ESPACE DETENTE de Yvan Le Bolloc'h et Bruno Solo: nevermind the bolloc'h!

Publié le par Dr Devo

Chers Vous,

Jusqu'où irais-je? Jusqu'où irais-je pour vous? Jusqu'où irais-je pour moi? Devo The Dog, maître et esclave en même temps, a décidé d'enlever son collier lui-même, avec une volonté qui confine au masochisme, et a pénétré telle une machine à voir impitoyable dans la salle qui projette "Espace Détente"  dans "son" cinéma, le cinéma auquel la carte illimitée l'attache comme une laisse.

Autant le dire tout de go, attaque Devo attaque, je ne suis pas fan de Caméra Café dont j'ai vu trop peu d'épisodes (un ou deux tout au plus) pour m'en faire une idée.
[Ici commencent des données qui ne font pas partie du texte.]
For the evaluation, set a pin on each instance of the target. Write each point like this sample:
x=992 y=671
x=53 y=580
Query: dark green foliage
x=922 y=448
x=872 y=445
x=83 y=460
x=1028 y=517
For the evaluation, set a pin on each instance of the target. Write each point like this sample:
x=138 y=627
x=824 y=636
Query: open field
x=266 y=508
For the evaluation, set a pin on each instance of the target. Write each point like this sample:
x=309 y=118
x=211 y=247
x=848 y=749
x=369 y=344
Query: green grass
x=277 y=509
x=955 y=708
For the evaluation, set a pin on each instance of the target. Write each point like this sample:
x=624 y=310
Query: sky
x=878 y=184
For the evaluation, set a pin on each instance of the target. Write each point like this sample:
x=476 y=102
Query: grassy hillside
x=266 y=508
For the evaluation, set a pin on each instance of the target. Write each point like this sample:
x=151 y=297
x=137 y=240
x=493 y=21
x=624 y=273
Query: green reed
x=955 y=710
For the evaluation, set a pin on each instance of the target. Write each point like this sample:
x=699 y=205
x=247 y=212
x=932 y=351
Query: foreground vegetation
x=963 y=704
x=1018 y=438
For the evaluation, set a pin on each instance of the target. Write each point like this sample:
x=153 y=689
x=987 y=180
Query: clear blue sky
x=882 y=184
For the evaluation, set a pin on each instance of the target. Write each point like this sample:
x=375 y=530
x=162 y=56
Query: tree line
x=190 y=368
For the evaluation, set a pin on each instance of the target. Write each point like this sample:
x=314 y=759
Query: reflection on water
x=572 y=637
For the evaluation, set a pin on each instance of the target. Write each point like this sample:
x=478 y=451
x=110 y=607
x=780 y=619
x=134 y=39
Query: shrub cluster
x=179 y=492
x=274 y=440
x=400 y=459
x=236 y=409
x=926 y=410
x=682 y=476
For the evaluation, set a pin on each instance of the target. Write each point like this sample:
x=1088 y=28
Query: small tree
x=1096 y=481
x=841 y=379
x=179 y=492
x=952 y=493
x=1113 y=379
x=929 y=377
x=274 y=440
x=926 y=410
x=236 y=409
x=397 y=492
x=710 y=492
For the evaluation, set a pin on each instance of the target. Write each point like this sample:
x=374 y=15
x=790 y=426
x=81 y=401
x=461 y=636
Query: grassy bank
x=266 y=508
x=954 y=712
Loin d'être dans la position du tireur couché, car ici tout le monde est traité à la même et dur enseigne, de Josiane Balasko à Marguerite Duras, je suis dans la meilleur position : la position "neutral" cher à notre ami Jean-Claude, que je salue au passage, la mort dans l'âme ayant loupé son dernier métrage-météorite déjà disparu... Le temps du monde du cinéma est impitoyable. Passons.

Le cinéma français, si fier de se vanter de ses résultats croissants, repose en fait sur un principe. Quelques réalisateurs-stars, attirant mécaniquement les foules en jouant sur le nombre de copies disponibles pour un film (voir à ce sujet mon article "Si j'étais président de la république"), quelle que soit la qualité des dits films, de Jeunet à Jugnot, pour le meilleur et pour le pire. Quelques uns donc, et la liste ne s'allonge pas. Cette espèce disparaîtra doucement. Pour le reste, depuis quelques années, le cinéma français repose uniquement sur les projets de gens issus de la télé. Point et barre. C'est le cas ici avec ce concept, dont même les deux réalisateurs (eux ont osé réaliser leur film, exception rare ; les autres se contentent de jouer) eux-mêmes se distancient arguant que c'est "quand même différent", c'est le cas ici avec ce concept, dis-je, de "Caméra Café Le Film". Ainsi soit-il et Dieu reconnaîtra les siens, je suppose. De toute façon, là n'est pas la question (celle de Dieu), et ne vous inquiétez pas, je suis Docteur bien que Devo (le critique au collier), et c'est là "mon unique prérogative", comme dirait la poète.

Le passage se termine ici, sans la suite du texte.